Por: Mahmoud Elalwani/

Embajador del Estado de Palestina en Bolivia

Las repetidas agresiones israelíes contra la población civil palestina son solo el resultado de las políticas de impunidad de que goza Israel como premio de la Comunidad Internacional, especialmente del Consejo de Seguridad que es el que debe cumplir con sus obligaciones para detener las agresiones continuas de Israel y lograr que se rindan cuentas por todos sus crímenes contra la población civil  palestina, ya que estos crímenes requieren el inicio de una investigación ante los órganos de justicia internacionales competentes.

No es extraño que los principales países coloniales salgan con una sinfonía de excusas sobre la autodefensa justificando estos crímenes, porque ellos son los cimientos de esta entidad de ocupación, una ocupación colonial, criminal y sanguinaria que mató a 49 personas, entre ellas a 17 niños y dejó 360 heridos en el último bombardeo a Gaza, demoliendo casas sobre las cabezas de sus habitantes. No es extraño que el primer ministro israelí Lapid declare que no pedirá disculpas por el asesinato de los niños palestinos. Desgraciadamente, la hipocresía que caracteriza el trato de las grandes potencias coloniales a la entidad sionista es la que alentó a cometer crímenes que avergüenzan a la humanidad.

 La hipocresía occidental ha llegado al punto de aprobar estos crímenes. El mundo entero ha visto el bombardeo de los aviones sionistas sobre los cuerpos de los niños inocentes; sin embargo, cuando un soldado sionista resulta levemente herido, el mundo se levanta y no se queda quieto, aunque dicho soldado matara a plena luz del día y bombardeara ciudades palestinas.

¿Acaso no vieron las casas que se derrumbaron sobre las cabezas de sus habitantes y los bombardeos sobre escuelas y hospitales en Gaza?

¿Qué hipocresía es esta? ¿Por qué las organizaciones internacionales han hecho la vista gorda ante el derramamiento de sangre y el asesinato de mujeres y niños? ¿Se han quedado ciegos al ver el exterminio de familias enteras?

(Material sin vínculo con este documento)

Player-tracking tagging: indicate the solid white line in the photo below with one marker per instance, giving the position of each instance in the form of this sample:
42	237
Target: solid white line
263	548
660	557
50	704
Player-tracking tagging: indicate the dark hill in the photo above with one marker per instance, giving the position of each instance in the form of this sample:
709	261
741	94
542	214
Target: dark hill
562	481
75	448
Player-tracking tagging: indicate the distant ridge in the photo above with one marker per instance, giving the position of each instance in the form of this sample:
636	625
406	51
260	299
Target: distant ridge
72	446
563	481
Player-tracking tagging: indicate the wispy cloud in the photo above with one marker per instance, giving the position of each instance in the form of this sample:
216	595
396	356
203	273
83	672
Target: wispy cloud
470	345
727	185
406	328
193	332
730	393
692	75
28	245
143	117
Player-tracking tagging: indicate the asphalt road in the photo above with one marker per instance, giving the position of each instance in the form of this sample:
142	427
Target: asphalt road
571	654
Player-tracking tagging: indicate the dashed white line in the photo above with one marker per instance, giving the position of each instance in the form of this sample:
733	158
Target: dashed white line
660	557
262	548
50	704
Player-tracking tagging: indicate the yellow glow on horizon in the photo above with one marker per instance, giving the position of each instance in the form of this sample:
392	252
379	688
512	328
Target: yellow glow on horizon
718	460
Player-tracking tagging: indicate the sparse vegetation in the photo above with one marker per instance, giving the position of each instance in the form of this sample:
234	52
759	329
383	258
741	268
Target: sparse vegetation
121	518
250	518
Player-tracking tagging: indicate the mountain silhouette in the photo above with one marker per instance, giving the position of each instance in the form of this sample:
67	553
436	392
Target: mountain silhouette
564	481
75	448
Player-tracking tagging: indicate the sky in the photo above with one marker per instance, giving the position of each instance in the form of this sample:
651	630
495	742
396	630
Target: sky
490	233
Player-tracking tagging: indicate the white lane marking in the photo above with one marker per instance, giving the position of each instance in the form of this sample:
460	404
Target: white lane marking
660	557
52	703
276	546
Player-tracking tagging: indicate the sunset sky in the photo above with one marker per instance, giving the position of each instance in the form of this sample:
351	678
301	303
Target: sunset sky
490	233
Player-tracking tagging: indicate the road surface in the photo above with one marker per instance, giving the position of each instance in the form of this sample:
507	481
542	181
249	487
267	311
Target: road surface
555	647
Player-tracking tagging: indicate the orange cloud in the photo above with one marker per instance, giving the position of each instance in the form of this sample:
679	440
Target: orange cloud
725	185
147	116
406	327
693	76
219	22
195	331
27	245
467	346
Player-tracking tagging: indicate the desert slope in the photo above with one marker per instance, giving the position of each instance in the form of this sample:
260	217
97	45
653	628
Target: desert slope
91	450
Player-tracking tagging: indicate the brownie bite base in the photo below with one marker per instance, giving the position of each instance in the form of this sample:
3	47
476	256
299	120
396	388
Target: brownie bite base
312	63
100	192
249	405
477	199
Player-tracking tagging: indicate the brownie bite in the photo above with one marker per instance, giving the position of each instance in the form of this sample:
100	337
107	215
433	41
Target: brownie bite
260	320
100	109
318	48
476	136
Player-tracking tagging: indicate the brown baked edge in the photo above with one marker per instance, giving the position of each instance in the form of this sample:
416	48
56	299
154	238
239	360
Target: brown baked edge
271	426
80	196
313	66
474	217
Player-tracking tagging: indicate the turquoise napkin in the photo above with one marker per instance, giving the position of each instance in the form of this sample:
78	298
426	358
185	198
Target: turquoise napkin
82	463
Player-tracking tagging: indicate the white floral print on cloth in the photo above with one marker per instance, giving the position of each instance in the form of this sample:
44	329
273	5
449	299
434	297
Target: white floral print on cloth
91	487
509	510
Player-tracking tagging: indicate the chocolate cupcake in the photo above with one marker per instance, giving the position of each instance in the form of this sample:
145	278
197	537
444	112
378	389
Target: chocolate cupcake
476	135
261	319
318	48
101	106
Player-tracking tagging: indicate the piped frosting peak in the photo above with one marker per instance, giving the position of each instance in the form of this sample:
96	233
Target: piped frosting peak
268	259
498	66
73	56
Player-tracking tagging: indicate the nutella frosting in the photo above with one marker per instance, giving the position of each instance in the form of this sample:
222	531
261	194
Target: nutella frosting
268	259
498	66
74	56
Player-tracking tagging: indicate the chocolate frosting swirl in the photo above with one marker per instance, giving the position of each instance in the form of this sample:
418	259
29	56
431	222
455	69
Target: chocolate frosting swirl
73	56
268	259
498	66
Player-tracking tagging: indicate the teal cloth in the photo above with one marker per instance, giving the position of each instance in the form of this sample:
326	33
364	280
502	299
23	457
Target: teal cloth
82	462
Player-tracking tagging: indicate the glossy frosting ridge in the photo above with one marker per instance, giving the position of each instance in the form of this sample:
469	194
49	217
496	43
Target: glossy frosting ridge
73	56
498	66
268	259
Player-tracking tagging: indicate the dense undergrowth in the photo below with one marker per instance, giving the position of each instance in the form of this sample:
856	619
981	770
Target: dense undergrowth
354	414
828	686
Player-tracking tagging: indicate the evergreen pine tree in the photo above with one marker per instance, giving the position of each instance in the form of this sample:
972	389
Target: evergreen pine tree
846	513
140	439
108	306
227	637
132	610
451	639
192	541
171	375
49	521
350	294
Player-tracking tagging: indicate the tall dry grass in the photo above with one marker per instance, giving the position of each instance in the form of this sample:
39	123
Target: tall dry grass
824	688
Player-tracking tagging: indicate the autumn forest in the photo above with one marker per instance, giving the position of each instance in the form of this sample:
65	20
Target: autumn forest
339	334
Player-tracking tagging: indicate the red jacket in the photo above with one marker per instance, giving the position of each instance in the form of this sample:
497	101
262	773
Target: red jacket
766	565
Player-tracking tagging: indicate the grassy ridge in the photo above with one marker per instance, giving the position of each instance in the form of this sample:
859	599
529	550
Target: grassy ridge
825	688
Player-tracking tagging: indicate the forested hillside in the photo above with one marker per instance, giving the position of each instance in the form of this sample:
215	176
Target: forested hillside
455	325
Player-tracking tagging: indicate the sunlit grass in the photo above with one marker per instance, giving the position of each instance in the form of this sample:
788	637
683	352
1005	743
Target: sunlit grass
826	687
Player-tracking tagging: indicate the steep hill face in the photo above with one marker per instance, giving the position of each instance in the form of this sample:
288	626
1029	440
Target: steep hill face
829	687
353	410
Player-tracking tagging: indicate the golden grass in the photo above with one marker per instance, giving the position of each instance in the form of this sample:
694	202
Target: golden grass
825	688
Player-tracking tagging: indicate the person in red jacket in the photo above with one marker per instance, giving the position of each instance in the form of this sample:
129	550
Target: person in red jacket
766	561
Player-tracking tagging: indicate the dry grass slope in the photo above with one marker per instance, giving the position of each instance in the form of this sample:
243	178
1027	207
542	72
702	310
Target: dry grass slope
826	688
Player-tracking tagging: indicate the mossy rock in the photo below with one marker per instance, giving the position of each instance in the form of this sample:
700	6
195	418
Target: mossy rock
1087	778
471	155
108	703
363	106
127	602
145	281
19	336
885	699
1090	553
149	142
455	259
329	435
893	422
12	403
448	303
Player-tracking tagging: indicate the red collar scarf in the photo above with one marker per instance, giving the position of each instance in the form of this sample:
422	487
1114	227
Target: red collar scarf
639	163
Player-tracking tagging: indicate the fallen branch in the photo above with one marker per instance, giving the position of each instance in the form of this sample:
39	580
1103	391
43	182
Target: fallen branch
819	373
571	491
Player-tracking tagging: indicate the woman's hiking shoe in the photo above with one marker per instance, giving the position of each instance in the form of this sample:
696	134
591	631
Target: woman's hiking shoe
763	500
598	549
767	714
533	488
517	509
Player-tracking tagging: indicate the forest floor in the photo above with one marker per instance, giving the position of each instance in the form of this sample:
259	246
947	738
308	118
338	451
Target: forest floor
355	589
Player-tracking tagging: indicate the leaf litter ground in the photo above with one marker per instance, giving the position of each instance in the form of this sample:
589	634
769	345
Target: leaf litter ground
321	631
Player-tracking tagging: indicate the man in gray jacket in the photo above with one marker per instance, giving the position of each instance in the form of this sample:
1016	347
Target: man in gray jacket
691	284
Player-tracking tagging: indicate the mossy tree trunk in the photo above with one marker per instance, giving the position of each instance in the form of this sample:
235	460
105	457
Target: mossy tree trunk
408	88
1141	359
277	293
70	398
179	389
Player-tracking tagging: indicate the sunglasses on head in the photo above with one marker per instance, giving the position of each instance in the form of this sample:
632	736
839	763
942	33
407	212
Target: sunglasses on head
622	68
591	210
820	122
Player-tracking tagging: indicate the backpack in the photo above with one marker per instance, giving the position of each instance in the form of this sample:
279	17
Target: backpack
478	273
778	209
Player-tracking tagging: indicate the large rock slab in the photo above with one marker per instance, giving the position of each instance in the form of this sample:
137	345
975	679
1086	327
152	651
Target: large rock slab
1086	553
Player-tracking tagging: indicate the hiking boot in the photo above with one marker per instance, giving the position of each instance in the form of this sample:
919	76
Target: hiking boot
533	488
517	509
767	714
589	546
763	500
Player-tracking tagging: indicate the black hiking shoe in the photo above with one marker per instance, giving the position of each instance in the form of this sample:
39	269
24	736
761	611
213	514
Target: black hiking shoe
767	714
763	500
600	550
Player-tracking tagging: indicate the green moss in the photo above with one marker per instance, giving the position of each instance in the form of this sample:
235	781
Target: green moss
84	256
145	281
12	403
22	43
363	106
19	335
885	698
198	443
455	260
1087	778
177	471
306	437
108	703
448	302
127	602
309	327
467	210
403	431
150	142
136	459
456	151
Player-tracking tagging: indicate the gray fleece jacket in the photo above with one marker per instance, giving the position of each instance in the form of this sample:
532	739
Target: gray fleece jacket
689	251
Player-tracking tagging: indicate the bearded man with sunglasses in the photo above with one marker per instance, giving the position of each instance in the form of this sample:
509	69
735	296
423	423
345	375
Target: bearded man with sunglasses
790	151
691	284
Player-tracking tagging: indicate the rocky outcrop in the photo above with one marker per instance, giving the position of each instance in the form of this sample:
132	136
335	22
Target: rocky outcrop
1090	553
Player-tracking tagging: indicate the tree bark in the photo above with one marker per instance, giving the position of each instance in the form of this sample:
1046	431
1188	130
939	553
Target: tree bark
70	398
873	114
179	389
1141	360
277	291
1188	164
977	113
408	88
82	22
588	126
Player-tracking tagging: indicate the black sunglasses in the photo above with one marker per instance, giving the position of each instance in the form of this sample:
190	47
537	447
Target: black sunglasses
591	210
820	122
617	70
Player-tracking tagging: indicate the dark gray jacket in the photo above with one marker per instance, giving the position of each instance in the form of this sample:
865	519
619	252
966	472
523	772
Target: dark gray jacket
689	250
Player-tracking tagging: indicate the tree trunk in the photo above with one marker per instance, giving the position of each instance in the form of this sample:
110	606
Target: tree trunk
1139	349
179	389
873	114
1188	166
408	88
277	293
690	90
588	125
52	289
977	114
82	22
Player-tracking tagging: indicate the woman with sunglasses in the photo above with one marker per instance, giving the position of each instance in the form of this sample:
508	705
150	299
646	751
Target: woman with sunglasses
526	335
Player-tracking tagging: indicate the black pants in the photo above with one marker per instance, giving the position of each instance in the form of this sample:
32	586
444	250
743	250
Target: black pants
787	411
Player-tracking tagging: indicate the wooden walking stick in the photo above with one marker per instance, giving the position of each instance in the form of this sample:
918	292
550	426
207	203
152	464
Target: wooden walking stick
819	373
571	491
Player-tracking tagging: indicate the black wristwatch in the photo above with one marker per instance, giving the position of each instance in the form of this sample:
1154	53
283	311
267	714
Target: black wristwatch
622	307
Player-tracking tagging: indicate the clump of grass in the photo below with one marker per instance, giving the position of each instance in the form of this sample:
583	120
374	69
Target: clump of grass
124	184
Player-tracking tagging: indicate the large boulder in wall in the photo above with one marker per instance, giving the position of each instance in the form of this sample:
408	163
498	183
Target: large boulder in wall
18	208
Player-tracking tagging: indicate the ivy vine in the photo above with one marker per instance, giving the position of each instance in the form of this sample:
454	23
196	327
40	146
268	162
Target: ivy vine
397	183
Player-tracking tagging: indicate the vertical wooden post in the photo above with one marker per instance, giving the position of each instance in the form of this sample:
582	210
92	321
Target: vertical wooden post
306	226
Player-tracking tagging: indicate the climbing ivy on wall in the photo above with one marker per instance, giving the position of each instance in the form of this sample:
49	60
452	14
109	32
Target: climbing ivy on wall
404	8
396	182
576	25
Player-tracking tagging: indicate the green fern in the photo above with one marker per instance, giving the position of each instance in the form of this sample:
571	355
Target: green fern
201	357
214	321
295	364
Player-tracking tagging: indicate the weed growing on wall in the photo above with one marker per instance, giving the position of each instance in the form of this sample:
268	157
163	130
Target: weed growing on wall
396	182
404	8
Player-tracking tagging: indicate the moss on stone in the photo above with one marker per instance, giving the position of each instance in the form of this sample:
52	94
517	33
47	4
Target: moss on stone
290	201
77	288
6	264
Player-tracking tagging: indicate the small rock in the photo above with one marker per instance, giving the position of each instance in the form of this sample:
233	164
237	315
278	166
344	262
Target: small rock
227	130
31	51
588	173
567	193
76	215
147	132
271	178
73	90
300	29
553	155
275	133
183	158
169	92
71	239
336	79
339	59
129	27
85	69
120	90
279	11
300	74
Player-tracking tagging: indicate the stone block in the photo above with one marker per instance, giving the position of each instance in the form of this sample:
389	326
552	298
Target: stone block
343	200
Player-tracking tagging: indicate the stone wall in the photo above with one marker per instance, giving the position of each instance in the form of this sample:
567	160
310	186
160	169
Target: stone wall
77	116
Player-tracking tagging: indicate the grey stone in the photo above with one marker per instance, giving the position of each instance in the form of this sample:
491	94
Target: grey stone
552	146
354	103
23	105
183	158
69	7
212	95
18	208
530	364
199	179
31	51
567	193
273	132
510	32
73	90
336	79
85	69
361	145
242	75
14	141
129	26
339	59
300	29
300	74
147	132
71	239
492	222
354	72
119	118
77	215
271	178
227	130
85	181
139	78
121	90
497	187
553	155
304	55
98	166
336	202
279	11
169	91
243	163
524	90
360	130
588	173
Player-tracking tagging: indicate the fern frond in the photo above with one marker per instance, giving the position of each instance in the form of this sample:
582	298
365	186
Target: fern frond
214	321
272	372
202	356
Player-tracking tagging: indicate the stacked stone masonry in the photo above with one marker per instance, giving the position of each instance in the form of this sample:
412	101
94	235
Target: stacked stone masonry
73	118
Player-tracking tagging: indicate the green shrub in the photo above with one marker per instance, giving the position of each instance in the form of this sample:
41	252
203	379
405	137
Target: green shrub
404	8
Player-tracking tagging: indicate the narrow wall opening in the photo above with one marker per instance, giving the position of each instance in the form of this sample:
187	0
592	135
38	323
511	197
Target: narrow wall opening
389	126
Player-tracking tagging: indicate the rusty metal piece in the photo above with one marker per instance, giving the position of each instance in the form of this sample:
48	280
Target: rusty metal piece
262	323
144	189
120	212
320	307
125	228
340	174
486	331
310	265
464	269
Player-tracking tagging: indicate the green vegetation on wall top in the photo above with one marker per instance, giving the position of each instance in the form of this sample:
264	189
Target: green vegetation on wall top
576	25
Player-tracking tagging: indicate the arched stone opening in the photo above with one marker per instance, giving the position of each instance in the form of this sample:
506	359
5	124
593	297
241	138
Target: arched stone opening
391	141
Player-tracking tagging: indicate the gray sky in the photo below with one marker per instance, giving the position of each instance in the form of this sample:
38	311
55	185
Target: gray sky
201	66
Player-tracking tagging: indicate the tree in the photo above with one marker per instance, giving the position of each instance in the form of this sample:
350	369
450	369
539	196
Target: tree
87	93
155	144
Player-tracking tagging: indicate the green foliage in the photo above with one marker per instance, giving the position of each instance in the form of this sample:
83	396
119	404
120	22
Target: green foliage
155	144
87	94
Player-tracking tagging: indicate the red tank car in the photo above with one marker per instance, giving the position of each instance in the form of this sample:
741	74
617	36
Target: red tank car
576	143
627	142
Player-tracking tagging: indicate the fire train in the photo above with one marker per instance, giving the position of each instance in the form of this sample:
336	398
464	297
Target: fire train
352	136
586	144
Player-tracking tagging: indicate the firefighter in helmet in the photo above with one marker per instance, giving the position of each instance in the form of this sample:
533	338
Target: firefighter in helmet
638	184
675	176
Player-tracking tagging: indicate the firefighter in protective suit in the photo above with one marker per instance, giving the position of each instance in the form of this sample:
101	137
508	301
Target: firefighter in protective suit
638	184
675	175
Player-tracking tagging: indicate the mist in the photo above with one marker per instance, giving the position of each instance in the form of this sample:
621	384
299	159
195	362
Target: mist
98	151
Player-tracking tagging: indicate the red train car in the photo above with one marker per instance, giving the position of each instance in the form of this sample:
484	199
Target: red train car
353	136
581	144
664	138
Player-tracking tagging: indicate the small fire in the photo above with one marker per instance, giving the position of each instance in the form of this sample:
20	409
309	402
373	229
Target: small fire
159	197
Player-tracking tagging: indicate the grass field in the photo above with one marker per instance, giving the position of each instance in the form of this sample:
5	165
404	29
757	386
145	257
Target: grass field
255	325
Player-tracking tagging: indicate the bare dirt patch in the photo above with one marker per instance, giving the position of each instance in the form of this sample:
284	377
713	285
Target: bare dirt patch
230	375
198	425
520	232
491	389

La hipocresía occidental también hizo la vista gorda ante las violaciones del gobierno de ocupación sionista, ante los crímenes del ejército y de los colonos. Estos crímenes horribles y el fracaso de los países que dicen ser civilizados, así como el silencio sospechoso en la implementación de las resoluciones de la ONU sobre la cuestión palestina, sumada a la incapacidad de esos países para asumir las responsabilidades que les impone el derecho internacional, así como su incapacidad para brindar protección internacional al pueblo palestino son las responsables de la situación actual.

¿Qué más tienen que hacer los palestinos para enfrentarse a estos desafíos?

El continuo crecimiento de los asentamientos es un bombardeo sistemático cuyas consecuencias políticas y legales son asumidas por el gobierno israelí. 

El pueblo palestino ha sido privado de todos sus derechos políticos y humanos: derecho a una vida digna, a la educación, al trabajo y a la libertad de circulación, entre  otros. El pueblo palestino se ha mantenido firme frente a la maquinaria militar israelí: cohetes, misiles y armas prohibidas internacionalmente. Cabe señalar que en su último ataque a Gaza, los israelíes experimentaron su nuevo armamento.

La comunidad internacional no responda a las demandas palestinas de una acción inmediata para proteger la solución de dos estados, y poner fin al conflicto, sino da más tiempo a la potencia ocupante para aprovechar las oportunidades y legalizar su ocupación como solución al conflicto.

La falta de respuesta también refleja la doble moral internacional y el incumplimiento de las obligaciones internacionales y resoluciones pertinentes de la ONU, al mismo tiempo que anima a los sucesivos gobiernos israelíes a seguir cometiendo crímenes de guerra, y lo alienta a seguir eludiendo la responsabilidad y el castigo mientras sigue el sufrimiento del pueblo palestino.

La comunidad internacional debe tomar medidas inmediatas, urgentes y trabajar para relanzar un proceso político serio que conduzca a que el pueblo palestino pueda ejercer su derecho a la libertad, a la soberanía y al retorno, y establecer su estado independiente con Jerusalén oriental como capital, como vía para alcanzar la paz justa y deseada a la que aspira la región. (Mahmoud Elalwani es embajador del Estado de Palestina en Bolivia).